Das Holiday Special ist so gut, das sprengt solche engstirnig Definitionen! 

Außerdem fehlt noch "Ewoks - Karawane der Tapferen"!


----------



## RyzA (16. Juni 2019)

*AW: Was ist eure persönliche Star Wars Rangliste aller bisherigen Filme?*



HenneHuhn schrieb:


> Außerdem fehlt noch "Ewoks - Karawane der Tapferen"!


Stimmt. Und "Kampf um Endor".

Aber die haben mit der Handlung der anderen Filme nicht viel zu tun, deswegen hatte ich sie weggelassen.


----------



## Krautmausch (17. Juni 2019)

*AW: Was ist eure persönliche Star Wars Rangliste aller bisherigen Filme?*

An Episode I hängen Gefühle, weil sie der erste Teil war, den ich auf der großen Leinwand gesehen habe, auch wenn sie objektiv unterdurchschnittlich ist (immernoch besser als die Episode-II-Schnulze). Das Podrennen ist und bleibt großes Kino und bildet die Grundlage für eines der besten Star-Wars-Spiele und der besten futuristischen Rennspiele aller Zeiten. Episode III ist klar der stärkste Teil der schwachen Prequels.
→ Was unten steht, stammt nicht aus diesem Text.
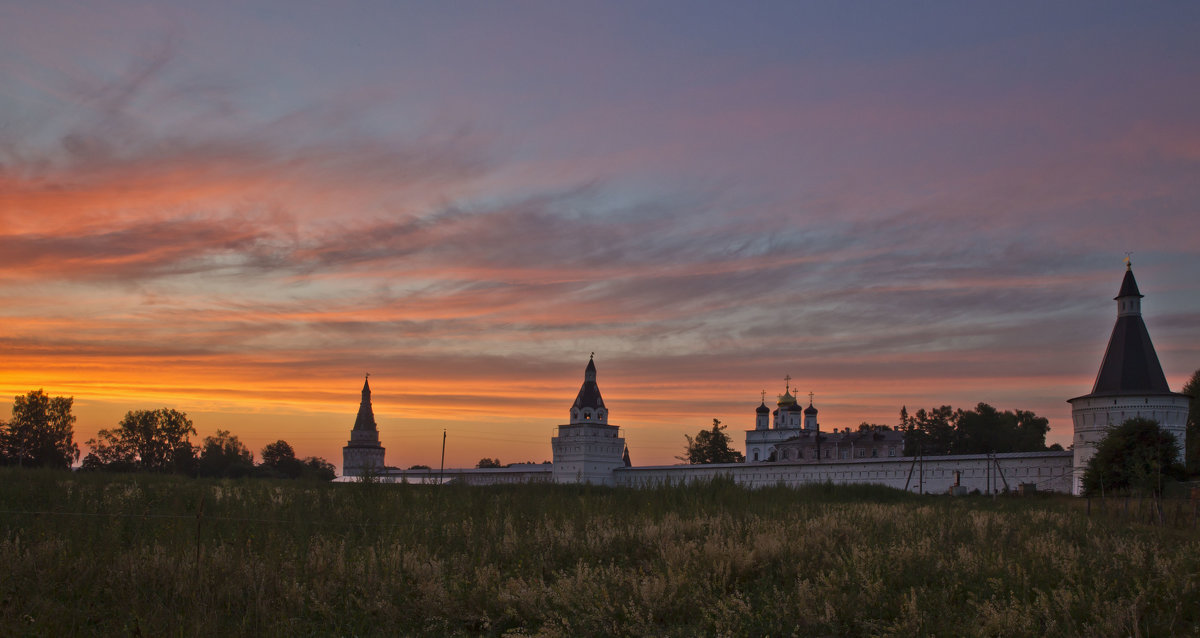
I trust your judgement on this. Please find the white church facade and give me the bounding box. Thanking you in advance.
[342,259,1188,494]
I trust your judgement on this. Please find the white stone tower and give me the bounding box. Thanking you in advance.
[342,379,384,476]
[1068,259,1189,494]
[550,359,625,486]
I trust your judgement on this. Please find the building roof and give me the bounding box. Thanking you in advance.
[1092,311,1171,395]
[354,379,377,431]
[575,359,604,410]
[1112,261,1146,300]
[1080,263,1171,398]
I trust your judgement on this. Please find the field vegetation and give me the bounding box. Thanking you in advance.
[0,468,1200,636]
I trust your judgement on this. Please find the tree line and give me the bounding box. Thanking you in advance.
[896,403,1062,456]
[0,390,337,481]
[686,369,1200,472]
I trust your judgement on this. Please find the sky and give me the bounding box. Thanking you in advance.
[0,0,1200,467]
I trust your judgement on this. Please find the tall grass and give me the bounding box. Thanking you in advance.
[0,469,1200,636]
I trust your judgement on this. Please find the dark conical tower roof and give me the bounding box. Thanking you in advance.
[575,359,604,410]
[1092,265,1171,395]
[354,379,378,432]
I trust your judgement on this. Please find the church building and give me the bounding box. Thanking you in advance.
[745,377,904,463]
[342,379,385,476]
[550,356,629,486]
[1068,259,1189,494]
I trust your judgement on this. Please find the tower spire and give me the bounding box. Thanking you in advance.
[1092,257,1171,395]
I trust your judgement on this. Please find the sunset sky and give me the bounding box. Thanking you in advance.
[0,0,1200,467]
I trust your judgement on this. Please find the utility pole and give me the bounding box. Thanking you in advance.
[438,429,446,484]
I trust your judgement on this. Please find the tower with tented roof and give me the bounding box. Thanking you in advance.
[342,378,384,476]
[1068,258,1189,494]
[551,355,626,484]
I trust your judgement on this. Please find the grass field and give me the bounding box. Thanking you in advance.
[0,469,1200,636]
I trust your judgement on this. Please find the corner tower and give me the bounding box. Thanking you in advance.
[550,355,625,486]
[1067,259,1189,494]
[342,379,384,476]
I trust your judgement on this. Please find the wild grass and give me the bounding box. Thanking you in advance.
[0,469,1200,636]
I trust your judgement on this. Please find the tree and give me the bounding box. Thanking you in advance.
[197,429,254,479]
[0,390,79,469]
[1183,369,1200,476]
[300,457,337,481]
[899,403,1050,456]
[676,419,745,464]
[900,405,954,456]
[256,439,337,481]
[259,439,304,479]
[1084,419,1183,495]
[83,408,196,474]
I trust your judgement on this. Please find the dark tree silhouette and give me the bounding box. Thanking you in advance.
[259,439,304,479]
[197,429,254,479]
[1183,369,1200,476]
[1084,419,1183,495]
[676,419,745,464]
[0,390,79,469]
[898,403,1050,456]
[257,439,337,481]
[83,408,196,474]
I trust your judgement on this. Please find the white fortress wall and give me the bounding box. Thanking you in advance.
[614,452,1073,494]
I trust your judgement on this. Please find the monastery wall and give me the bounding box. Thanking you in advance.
[614,452,1073,494]
[383,452,1073,494]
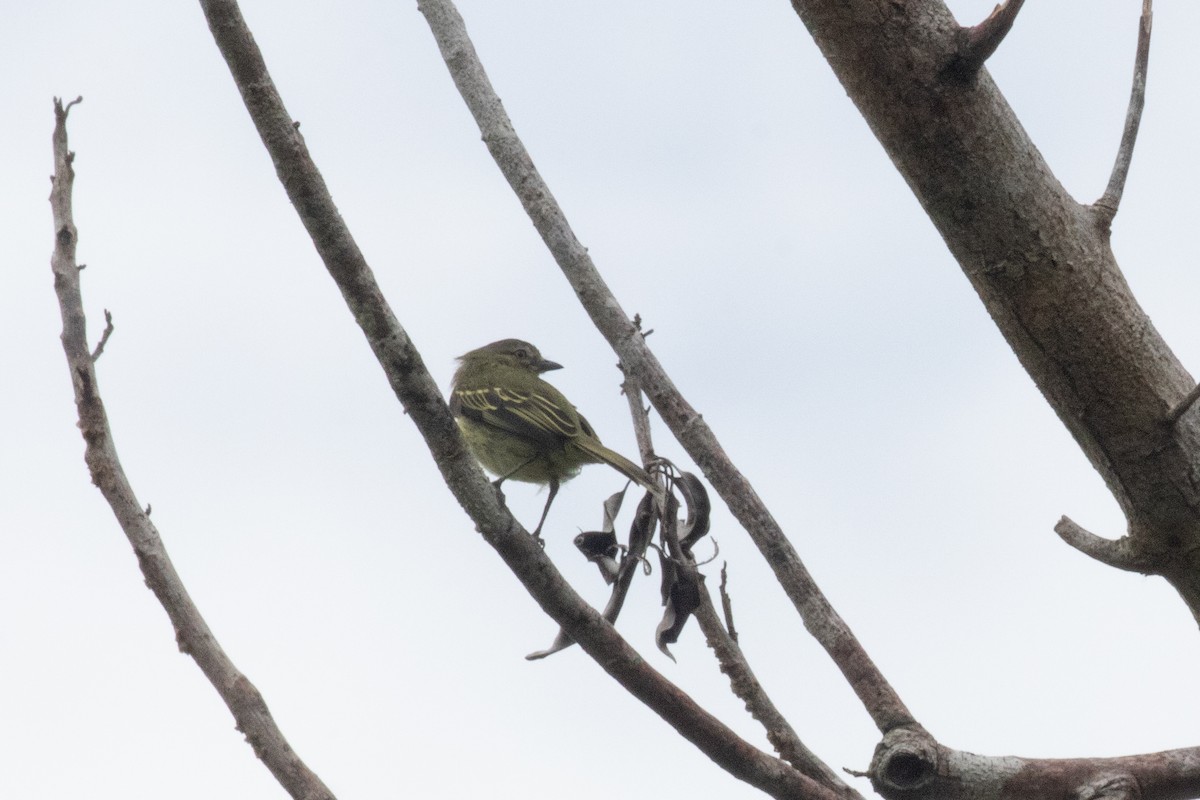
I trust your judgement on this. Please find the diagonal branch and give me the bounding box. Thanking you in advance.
[50,100,334,800]
[952,0,1025,80]
[418,0,917,730]
[622,375,862,800]
[200,0,840,800]
[869,730,1200,800]
[1092,0,1154,229]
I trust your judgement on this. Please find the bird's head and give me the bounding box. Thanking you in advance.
[458,339,563,374]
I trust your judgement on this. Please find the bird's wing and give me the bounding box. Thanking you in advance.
[451,387,587,445]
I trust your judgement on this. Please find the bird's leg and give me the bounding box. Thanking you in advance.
[533,477,558,547]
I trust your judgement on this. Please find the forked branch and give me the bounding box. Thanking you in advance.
[200,0,839,800]
[50,100,334,800]
[418,0,917,732]
[953,0,1025,80]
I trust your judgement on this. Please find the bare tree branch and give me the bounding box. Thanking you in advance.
[1092,0,1154,229]
[50,98,334,800]
[1166,384,1200,425]
[1054,517,1154,575]
[91,308,113,361]
[953,0,1025,79]
[418,0,917,743]
[622,374,862,800]
[868,730,1200,800]
[792,0,1200,624]
[200,0,838,800]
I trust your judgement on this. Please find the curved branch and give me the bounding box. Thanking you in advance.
[1092,0,1154,229]
[1054,517,1156,575]
[200,0,839,800]
[792,0,1200,622]
[418,0,917,730]
[50,98,334,800]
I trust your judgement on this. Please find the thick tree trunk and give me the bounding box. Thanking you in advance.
[792,0,1200,620]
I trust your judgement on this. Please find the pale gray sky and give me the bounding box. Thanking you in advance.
[0,0,1200,800]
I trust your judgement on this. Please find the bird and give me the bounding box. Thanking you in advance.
[450,339,661,541]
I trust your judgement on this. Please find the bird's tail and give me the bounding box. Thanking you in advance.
[572,437,662,495]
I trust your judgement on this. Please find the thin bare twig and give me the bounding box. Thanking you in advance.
[720,564,738,642]
[50,98,334,800]
[91,308,113,361]
[418,0,919,732]
[1165,384,1200,425]
[1092,0,1154,229]
[200,0,836,800]
[953,0,1025,79]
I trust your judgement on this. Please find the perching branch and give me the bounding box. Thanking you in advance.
[952,0,1025,80]
[418,0,917,732]
[1092,0,1154,229]
[200,0,838,800]
[50,98,334,800]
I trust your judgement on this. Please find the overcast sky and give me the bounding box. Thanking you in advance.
[0,0,1200,800]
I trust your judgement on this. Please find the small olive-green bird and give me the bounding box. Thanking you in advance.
[450,339,660,537]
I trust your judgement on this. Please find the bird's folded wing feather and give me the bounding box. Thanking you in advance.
[454,387,580,444]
Episode V ist natürlich nicht zu schlagen, sie definiert mit Episode IV zusammen Star Wars und ist noch dunkler als der erste Film. Episode VI ist bis auf die Ewoks und das kitschige Ende echt solide.
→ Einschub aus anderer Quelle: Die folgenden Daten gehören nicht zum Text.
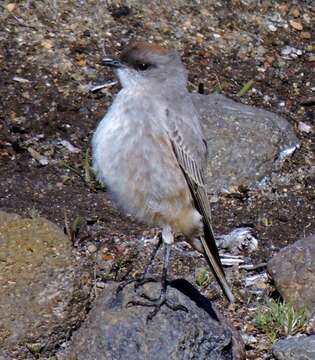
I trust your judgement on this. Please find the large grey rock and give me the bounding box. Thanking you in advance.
[192,94,298,192]
[272,335,315,360]
[268,235,315,315]
[0,211,91,359]
[66,281,247,360]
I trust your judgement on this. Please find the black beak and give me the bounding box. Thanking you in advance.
[101,58,123,68]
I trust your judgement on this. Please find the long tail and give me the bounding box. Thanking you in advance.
[193,183,234,303]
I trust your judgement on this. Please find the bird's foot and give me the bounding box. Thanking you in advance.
[127,290,188,321]
[116,276,158,294]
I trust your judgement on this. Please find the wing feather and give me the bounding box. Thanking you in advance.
[169,130,234,302]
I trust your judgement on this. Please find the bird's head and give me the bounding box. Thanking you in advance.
[102,42,187,87]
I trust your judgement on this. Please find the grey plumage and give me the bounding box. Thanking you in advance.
[92,43,233,301]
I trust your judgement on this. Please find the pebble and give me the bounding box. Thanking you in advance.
[289,20,303,31]
[281,45,303,59]
[301,31,311,40]
[298,121,312,134]
[87,244,97,254]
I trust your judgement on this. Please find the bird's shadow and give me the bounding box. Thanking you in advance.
[168,279,220,322]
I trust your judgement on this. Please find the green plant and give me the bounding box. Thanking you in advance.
[255,300,308,342]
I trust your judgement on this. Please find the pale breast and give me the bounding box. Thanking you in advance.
[93,88,198,231]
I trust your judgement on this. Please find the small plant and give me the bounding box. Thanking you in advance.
[255,300,308,342]
[195,268,210,289]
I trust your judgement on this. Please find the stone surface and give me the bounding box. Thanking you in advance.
[65,280,243,360]
[0,211,91,359]
[272,335,315,360]
[268,235,315,315]
[192,94,298,193]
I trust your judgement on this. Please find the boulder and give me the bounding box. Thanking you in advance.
[192,94,298,193]
[267,235,315,316]
[66,280,243,360]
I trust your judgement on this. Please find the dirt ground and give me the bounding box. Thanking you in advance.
[0,0,315,359]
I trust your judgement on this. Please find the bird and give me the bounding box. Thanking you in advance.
[92,41,234,311]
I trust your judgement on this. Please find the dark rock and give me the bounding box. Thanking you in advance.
[66,280,242,360]
[0,211,91,359]
[192,94,298,192]
[272,335,315,360]
[268,235,315,315]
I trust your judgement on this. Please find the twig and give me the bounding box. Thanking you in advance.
[237,79,255,97]
[240,263,267,271]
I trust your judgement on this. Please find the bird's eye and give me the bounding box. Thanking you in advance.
[137,64,150,71]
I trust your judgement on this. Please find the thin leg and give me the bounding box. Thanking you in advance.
[116,233,162,293]
[127,239,188,320]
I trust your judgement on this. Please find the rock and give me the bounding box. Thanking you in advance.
[0,211,91,359]
[267,235,315,315]
[66,280,243,360]
[192,94,298,193]
[272,335,315,360]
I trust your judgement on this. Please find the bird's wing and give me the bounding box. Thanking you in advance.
[169,120,234,302]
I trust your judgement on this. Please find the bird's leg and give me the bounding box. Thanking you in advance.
[116,232,162,293]
[127,228,188,320]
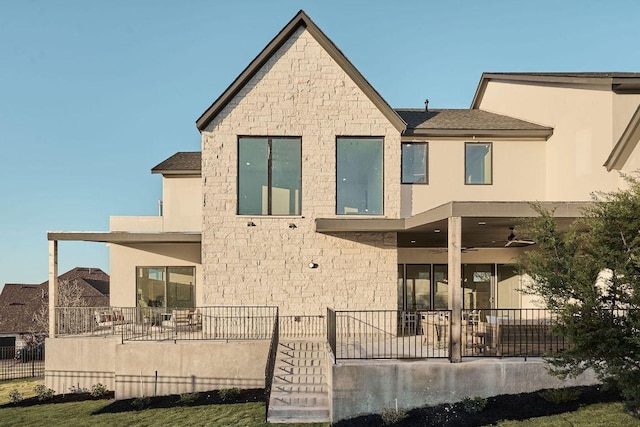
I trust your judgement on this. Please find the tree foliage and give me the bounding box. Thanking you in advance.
[520,175,640,414]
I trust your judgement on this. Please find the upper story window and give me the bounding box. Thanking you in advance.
[238,137,302,215]
[464,142,493,184]
[336,137,383,215]
[402,142,429,184]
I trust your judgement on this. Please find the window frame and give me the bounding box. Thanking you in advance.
[400,141,429,185]
[464,141,493,185]
[236,135,302,217]
[334,135,385,217]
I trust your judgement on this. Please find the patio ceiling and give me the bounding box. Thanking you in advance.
[316,202,590,248]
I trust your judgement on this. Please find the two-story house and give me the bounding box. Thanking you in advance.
[48,11,640,419]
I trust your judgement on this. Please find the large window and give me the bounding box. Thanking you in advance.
[238,137,302,215]
[336,138,383,215]
[464,142,493,184]
[402,142,429,184]
[136,267,196,309]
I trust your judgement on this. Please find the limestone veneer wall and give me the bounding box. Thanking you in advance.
[202,28,401,314]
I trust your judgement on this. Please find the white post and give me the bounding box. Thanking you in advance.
[49,240,58,338]
[447,216,462,362]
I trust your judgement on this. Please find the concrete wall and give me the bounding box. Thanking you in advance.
[44,337,120,393]
[202,28,401,315]
[115,341,269,399]
[109,243,202,307]
[332,359,597,422]
[395,138,547,217]
[45,337,269,399]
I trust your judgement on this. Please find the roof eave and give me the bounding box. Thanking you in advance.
[403,128,553,141]
[196,10,406,132]
[603,106,640,172]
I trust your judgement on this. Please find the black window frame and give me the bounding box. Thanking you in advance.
[400,141,429,185]
[236,135,303,217]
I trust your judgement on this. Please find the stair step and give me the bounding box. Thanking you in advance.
[271,383,329,394]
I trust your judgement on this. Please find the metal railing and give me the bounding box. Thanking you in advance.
[279,315,327,338]
[461,308,570,358]
[56,306,277,342]
[327,310,451,360]
[0,344,44,381]
[264,307,280,417]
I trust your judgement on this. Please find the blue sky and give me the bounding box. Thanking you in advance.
[0,0,640,286]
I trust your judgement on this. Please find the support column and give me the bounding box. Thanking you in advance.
[447,216,462,362]
[49,240,58,338]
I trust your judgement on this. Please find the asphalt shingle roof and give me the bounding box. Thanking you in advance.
[396,109,548,130]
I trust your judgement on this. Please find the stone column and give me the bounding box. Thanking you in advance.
[447,216,462,362]
[49,240,58,338]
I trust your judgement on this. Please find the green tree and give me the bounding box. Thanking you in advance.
[520,175,640,416]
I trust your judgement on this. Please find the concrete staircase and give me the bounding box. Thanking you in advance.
[267,341,331,423]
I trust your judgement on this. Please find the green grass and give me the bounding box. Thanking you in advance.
[490,403,640,427]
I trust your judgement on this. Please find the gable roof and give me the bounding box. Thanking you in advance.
[471,71,640,109]
[196,10,405,132]
[396,109,553,139]
[0,267,109,333]
[603,105,640,172]
[151,151,202,175]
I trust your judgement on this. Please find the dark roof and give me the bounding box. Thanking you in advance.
[396,109,553,138]
[196,10,405,132]
[151,151,202,174]
[0,267,109,334]
[471,71,640,108]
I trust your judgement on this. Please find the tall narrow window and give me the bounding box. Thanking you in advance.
[464,142,493,184]
[402,142,429,184]
[238,137,302,215]
[336,138,383,215]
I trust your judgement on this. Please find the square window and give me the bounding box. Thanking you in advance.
[464,142,493,185]
[238,137,302,215]
[402,142,429,184]
[336,137,383,215]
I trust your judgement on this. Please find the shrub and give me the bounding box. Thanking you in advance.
[9,388,24,403]
[218,387,242,402]
[91,383,109,397]
[178,392,200,405]
[460,396,487,414]
[380,408,409,426]
[131,396,151,411]
[538,388,582,405]
[33,384,53,401]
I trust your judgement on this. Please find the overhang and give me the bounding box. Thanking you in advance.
[47,231,202,245]
[316,201,591,248]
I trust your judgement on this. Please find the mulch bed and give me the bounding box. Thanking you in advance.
[335,386,621,427]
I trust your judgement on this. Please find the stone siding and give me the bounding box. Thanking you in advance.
[202,28,401,314]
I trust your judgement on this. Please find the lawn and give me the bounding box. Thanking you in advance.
[0,380,640,427]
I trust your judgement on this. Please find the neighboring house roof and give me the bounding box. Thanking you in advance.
[604,106,640,172]
[0,267,109,334]
[151,151,202,175]
[471,71,640,109]
[396,109,553,139]
[196,10,405,132]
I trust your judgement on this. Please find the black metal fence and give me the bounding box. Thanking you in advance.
[327,310,451,360]
[462,308,570,358]
[0,344,44,381]
[264,308,280,416]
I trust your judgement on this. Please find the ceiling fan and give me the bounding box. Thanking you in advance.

Rogue One ist unerwartet gut und kann die Atmosphäre und Ästhetik der originalen Trilogie besser einfangen als jeder andere Star-Wars-Film nach der OT. Solo hab ich zugegebenermaßen noch gar nicht gesehen, soll aber mittelmäßig sein, deswegen mutmaßend in Klammern positioniert, vielleicht verdient er auch einen oder sogar zwei Plätze mehr.

Episode VII hab ich nur über Episode II gesetzt, damit niemand sagen kann, dass ich prinzipiell ganze Trilogien anderen bevorzuge, aber eigentlich sind beide ziemlich schlecht. Zumindest war nach Episode VII noch nicht alle Hoffnung verloren. Episode VIII hat mich zum Trekkie gemacht. 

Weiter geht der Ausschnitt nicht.